A government bill put to parliament yesterday would let Swiss banks hand over internal information to US authorities in the hope of avoiding threatened criminal charges – though the banks still face fines likely to total billions of dollars.
Bankers welcomed the prospect of an exit from years of legal wrangling that has already cost them dear and driven one bank out of business but were disappointed ministers failed to win more clarity from Washington on what settlements they might now expect. Opposition in parliament could yet block the measure.
Five months after US action over tax evasion led to the closure of the country’s oldest private bank, and with formal investigations under way into some of its biggest institutions, the Swiss government urgently wants a compromise to end threats of criminal charges that have hurt a vital national industry.
It insists banks will still not be allowed to hand over client names – protected by its treasured secrecy law of 1934.

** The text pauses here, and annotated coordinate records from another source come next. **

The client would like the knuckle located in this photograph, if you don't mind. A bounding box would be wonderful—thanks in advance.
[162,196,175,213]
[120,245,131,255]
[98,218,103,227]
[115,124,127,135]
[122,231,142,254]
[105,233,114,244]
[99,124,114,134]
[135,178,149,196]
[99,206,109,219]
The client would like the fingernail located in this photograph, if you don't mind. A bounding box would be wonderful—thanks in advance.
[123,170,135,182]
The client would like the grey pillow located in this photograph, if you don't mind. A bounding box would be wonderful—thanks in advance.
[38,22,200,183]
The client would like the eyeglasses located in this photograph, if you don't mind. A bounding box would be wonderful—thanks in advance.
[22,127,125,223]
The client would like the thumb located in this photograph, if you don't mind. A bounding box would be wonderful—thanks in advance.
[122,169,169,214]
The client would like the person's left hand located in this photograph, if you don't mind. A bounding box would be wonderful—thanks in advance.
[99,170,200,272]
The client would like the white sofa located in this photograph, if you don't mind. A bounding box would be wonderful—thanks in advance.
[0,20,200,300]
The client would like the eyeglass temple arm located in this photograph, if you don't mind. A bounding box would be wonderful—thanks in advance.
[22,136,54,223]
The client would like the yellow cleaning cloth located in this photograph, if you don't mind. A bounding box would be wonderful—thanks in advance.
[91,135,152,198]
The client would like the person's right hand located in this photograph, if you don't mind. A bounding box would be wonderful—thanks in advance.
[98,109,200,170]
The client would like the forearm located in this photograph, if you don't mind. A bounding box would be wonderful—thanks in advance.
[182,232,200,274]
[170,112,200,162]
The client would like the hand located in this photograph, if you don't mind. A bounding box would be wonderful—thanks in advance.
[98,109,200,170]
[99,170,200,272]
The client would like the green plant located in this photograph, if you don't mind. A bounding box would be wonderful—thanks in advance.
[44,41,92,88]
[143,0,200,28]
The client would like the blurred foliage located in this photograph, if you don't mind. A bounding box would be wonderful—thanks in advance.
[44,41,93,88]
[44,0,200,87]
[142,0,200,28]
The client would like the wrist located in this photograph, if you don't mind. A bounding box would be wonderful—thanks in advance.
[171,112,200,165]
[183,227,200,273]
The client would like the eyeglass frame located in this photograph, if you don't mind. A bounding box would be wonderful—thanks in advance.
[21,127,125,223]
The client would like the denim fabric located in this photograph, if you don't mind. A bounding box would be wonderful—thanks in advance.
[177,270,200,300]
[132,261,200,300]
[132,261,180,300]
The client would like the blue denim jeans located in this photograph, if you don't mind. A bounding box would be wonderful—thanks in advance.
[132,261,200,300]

But the new proposal, valid for a year only, would allow them to hand over so much information on customers’ behaviour that US officials should be able to identify Americans who have used Swiss bank accounts to evade their taxes.
“If banks were not authorised to cooperate with the US authorities, the initiation of further criminal investigations or charges concerning banking institutions could not be ruled out,” the Swiss finance department said in a statement.
Swiss analysts were divided: some called it a sensible way out of a problem that meant banks, which are mostly now pulling out of the US private client business, found themselves barred by Swiss law from cooperating with US prosecutors; others condemned the blow to secrecy as “blackmail” by Washington.
The country’s biggest bank UBS was forced in 2009 to pay a fine of $780m and deliver the names of more than 4,000 clients to avoid indictment, giving the US authorities information that allowed them to then pursue other Swiss banks.
Switzerland’s tradition of bank secrecy has helped make it the world’s biggest offshore financial centre, with $2 trillion in assets.